This is interesting and something I've not heard of - can you recommend a starter link for someone with a basic stats background? I had some in undergrad, but this sounds like a topic that could get very tinfoil-hat-y if not searched correctly and with good context.
There's still a lot of debate around this topic. It's obviously difficult for people who have used these methods for the past 60 years to simply say "I've been using a flawed method for 60 years" – although in the end that's how science works. The problem moreover is double: the method has built-in flaws, and on top of that it's often misused.
Some starters:
The official statement by the American Statistical Association
A follow-up editorial
Signatories for the dismissal of the method
Many papers explaining the built-in flaws, from this old 1935 paper and this old 1965 discussion, to more recent ones; for example this, or this, or this, or this, or this tutorial
This paper gives a good summary
Journals that don't accept "statistical significance" methods anymore: this or this
Several books, for example this one. I agree with the factual content of this book, but I don't like the authors's braggart way of writing. In their defence, though: it's the same braggart way of writing that R. A. Fisher, the father of "statistical significance", often had.

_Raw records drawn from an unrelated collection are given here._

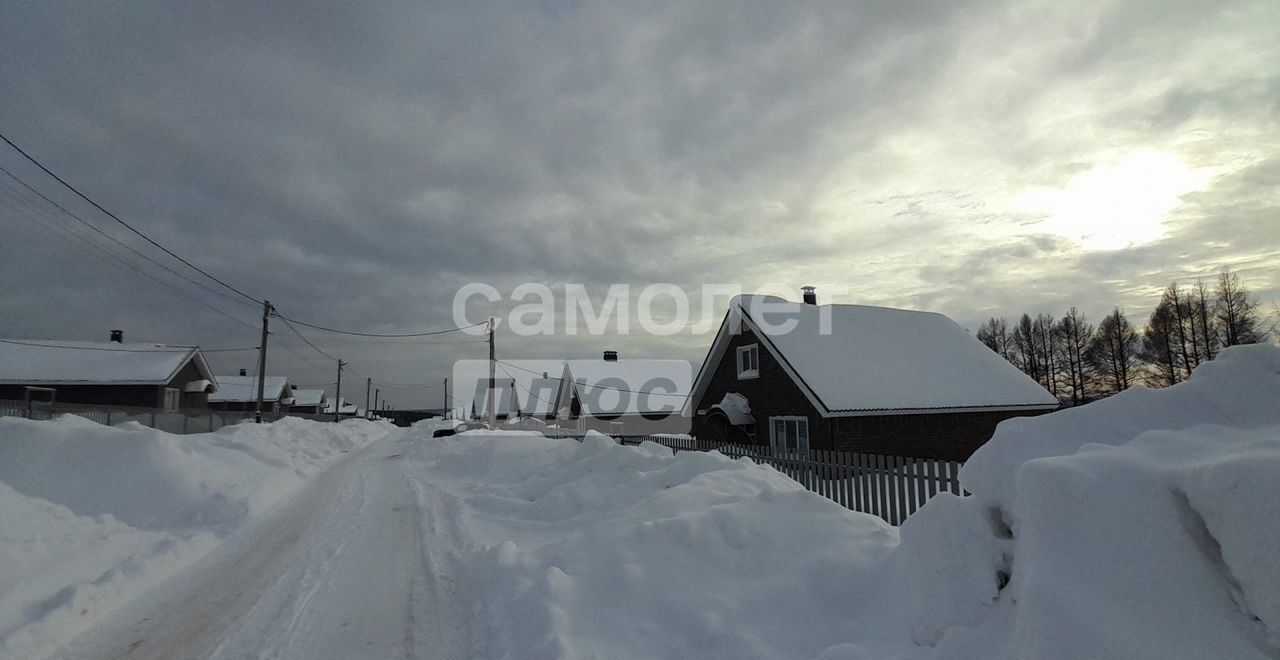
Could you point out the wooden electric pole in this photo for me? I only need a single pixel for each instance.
(493, 412)
(261, 362)
(337, 403)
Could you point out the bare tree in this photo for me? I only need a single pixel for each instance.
(1074, 337)
(1203, 314)
(1027, 348)
(1114, 351)
(995, 335)
(1237, 311)
(1159, 344)
(1046, 340)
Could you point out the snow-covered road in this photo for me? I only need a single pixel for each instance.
(356, 565)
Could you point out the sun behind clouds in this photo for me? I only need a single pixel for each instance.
(1114, 205)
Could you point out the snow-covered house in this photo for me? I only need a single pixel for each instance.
(344, 408)
(240, 393)
(312, 402)
(538, 394)
(506, 399)
(854, 377)
(106, 372)
(627, 397)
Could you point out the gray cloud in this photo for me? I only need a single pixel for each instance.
(357, 164)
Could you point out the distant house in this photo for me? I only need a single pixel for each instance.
(538, 395)
(344, 408)
(506, 400)
(626, 397)
(240, 394)
(855, 377)
(310, 402)
(106, 372)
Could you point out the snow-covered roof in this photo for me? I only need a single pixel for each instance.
(629, 386)
(54, 362)
(343, 407)
(736, 408)
(310, 398)
(863, 360)
(237, 389)
(506, 399)
(539, 395)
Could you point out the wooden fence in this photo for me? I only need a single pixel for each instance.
(891, 487)
(170, 421)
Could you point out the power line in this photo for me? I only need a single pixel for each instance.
(304, 337)
(197, 269)
(113, 216)
(159, 348)
(378, 334)
(109, 237)
(85, 243)
(598, 386)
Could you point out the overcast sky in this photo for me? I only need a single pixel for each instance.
(356, 163)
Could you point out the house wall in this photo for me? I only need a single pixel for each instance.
(127, 395)
(771, 394)
(950, 436)
(191, 400)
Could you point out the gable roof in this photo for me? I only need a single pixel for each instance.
(542, 395)
(627, 386)
(876, 360)
(240, 389)
(504, 397)
(310, 398)
(51, 362)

What's sad is that these discussions easily end in political or "football-team"-like debates. But the mathematical and logical proofs are there, for those who care to go and read them.
Thanks, I appreciate it - looks like I've got some bedtime reading for awhile :)
My pleasure!
Ah, I thought you were talking about p-values - which is just a simple metric and gets a bad rep from being used for statistical significance. Statistical significance certainly is trash.
Yes I'm talking about p-values. Statistical "significance" is based on p-values.